Amazon's Prime Video to incorporate commercials next year. Ad-free tier will cost $3 more

FILE - An Amazon Prime delivery vehicle is seen in downtown Pittsburgh on March 18, 2020. Amazon said Thursday, Oct. 13, 2022, that its Prime members ordered more than 100 million items during a sales event this week that analysts are expecting to be a bellwether for the holiday shopping season. (AP Photo/Gene J. Puskar, File)
An Amazon Prime delivery vehicle in downtown Pittsburgh. (Gene J. Puskar / Associated Press)

Amazon will be adding advertisements to shows and movies streamed on its Prime Video platform early next year, the tech and e-commerce giant said Friday morning.

Amazon said Prime Video will have "meaningfully fewer ads than" traditional TV channels and other streaming services.
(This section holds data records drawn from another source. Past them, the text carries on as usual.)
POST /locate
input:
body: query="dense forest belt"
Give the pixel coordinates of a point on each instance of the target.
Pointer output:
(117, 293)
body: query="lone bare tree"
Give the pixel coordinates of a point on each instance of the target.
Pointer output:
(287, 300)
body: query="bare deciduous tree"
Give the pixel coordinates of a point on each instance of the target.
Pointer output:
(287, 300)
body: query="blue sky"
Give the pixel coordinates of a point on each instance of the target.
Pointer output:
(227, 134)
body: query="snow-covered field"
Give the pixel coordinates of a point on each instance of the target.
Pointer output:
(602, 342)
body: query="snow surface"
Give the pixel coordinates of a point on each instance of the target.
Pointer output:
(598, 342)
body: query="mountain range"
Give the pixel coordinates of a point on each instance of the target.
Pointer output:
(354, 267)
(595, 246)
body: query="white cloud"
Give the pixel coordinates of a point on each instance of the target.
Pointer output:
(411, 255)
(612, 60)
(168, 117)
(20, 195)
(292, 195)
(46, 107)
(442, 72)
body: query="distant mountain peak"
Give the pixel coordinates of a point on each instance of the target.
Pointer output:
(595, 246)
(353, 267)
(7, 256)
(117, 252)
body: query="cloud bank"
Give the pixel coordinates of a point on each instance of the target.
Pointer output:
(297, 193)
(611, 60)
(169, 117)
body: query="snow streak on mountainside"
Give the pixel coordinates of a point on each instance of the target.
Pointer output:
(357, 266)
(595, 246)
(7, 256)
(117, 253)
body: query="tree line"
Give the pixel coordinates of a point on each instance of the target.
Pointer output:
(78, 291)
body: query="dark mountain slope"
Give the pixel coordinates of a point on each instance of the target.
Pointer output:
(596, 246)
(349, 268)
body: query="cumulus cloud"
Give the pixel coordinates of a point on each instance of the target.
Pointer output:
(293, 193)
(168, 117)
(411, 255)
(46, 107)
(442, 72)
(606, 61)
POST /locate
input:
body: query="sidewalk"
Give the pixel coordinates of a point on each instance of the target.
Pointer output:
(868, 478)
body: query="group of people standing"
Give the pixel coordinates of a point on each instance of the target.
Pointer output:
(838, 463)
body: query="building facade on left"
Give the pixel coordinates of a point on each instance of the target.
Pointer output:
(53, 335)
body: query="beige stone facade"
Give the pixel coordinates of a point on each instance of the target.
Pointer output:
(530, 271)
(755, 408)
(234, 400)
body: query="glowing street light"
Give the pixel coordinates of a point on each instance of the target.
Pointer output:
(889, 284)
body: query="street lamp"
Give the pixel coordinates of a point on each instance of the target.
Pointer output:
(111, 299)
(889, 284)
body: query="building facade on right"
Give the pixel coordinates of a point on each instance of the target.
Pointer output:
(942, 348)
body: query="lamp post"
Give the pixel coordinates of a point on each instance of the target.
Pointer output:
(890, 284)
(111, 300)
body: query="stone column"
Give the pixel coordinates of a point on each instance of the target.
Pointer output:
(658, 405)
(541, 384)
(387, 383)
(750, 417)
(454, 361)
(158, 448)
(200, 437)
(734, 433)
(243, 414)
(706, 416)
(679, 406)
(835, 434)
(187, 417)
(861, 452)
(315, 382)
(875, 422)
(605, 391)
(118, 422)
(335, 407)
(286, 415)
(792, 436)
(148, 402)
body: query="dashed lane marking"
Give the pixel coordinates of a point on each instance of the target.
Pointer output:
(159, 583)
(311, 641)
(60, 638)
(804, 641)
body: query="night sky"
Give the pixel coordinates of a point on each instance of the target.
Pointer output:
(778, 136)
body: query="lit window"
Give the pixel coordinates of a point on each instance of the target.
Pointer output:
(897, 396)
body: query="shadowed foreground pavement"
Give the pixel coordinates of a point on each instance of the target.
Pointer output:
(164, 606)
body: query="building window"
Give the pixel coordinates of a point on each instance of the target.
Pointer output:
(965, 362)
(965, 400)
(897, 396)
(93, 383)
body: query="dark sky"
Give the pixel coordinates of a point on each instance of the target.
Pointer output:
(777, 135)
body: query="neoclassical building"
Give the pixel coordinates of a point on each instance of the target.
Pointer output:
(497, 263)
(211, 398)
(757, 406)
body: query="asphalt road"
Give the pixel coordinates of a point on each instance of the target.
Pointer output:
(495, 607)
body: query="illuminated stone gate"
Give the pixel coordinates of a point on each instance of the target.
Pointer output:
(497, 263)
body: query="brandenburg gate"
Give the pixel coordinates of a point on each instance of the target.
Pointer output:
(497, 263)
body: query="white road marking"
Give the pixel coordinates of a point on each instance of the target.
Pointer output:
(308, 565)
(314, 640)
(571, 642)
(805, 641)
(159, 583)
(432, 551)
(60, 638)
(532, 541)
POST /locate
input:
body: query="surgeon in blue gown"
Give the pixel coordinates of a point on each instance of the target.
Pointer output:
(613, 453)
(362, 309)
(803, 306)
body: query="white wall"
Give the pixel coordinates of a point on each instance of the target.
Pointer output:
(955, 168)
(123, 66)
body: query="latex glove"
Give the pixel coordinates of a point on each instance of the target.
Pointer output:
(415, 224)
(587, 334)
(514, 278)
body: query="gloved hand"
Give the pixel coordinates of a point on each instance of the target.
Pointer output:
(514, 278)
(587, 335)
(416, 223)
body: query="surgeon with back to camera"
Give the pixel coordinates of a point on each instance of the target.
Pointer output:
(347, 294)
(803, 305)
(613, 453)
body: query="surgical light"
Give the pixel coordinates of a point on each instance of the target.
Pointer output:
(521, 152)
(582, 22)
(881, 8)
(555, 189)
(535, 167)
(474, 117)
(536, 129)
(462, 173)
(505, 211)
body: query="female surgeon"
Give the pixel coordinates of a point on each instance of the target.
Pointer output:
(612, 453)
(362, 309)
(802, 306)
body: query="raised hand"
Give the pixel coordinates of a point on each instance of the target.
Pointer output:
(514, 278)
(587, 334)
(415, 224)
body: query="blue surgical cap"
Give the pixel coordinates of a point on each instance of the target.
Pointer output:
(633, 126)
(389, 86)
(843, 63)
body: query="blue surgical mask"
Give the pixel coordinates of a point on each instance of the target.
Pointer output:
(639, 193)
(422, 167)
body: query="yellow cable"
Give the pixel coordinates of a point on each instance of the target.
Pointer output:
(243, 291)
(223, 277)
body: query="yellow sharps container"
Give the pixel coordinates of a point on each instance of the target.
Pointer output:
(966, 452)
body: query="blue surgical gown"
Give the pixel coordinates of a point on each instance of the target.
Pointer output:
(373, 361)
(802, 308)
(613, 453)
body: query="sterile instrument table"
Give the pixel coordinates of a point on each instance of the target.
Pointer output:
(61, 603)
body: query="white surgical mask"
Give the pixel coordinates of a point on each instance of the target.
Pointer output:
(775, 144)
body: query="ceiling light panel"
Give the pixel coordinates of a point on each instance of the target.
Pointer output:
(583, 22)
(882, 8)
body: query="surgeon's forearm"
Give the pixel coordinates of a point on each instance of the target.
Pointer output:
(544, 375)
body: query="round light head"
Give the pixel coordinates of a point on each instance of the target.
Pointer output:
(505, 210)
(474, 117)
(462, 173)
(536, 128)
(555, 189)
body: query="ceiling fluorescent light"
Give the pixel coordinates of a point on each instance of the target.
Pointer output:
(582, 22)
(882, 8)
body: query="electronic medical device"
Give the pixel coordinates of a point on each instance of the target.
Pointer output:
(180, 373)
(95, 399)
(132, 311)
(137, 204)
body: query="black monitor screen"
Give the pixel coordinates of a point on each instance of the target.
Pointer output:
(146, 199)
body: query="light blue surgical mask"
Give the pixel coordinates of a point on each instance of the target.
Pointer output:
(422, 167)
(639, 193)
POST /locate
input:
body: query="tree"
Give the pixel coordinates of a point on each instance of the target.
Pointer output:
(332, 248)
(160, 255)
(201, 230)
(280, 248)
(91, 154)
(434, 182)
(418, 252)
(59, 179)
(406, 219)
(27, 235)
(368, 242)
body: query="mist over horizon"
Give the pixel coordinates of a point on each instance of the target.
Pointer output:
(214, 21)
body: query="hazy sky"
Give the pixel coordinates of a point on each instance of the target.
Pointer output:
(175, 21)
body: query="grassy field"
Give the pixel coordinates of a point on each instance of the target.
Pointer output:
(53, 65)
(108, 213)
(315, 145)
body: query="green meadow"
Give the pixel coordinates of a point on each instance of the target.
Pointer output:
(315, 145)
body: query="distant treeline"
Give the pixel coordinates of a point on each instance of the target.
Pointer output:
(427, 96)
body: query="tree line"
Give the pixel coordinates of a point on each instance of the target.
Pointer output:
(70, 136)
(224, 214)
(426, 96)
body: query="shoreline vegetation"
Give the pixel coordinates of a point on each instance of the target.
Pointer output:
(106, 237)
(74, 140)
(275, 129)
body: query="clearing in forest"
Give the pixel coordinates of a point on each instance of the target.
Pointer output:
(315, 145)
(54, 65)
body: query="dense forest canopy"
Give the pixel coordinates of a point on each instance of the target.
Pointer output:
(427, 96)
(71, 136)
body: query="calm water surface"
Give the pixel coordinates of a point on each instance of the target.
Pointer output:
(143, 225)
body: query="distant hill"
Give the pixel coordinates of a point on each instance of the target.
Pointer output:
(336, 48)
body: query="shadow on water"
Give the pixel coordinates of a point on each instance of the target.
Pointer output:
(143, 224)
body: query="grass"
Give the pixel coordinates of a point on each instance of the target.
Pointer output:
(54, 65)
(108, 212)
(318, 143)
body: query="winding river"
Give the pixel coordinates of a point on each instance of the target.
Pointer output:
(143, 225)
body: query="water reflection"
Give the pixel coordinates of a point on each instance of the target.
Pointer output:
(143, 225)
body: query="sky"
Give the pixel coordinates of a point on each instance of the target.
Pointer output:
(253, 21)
U.S. subscribers will be able to opt out of commercials for an additional charge of $2.99 a month, with pricing for other countries to come later.

The ads will launch in early 2024 in the U.S., the United Kingdom, Germany and Canada; as well as, later that year, Mexico, Australia and certain other European countries.

The change reflects a larger shift in the entertainment industry, which has grown gradually disenchanted with the model of online content popularized by Netflix: unlimited ad-free streaming for a fixed monthly rate.

In August, the Walt Disney Co.’s quarterly earnings report came alongside the announcement that the media conglomerate would be raising the price of ad-free Disney+ — the company's premiere streaming platform — from $10.99 a month to $13.99 a month, although its ad-supported tier would stay at $7.99 a month.

Those changes came as the House of Mouse faced declining income from its linear networks and continued losses on streaming.

Netflix also raised the prices of U.S. streaming subscriptions in early 2022.

Earlier this year, HBO Max — now just Max — bumped the monthly cost of new subscriptions up by a dollar. Other platforms have made similar moves, as their parent companies try to narrow their losses on direct-to-consumer businesses.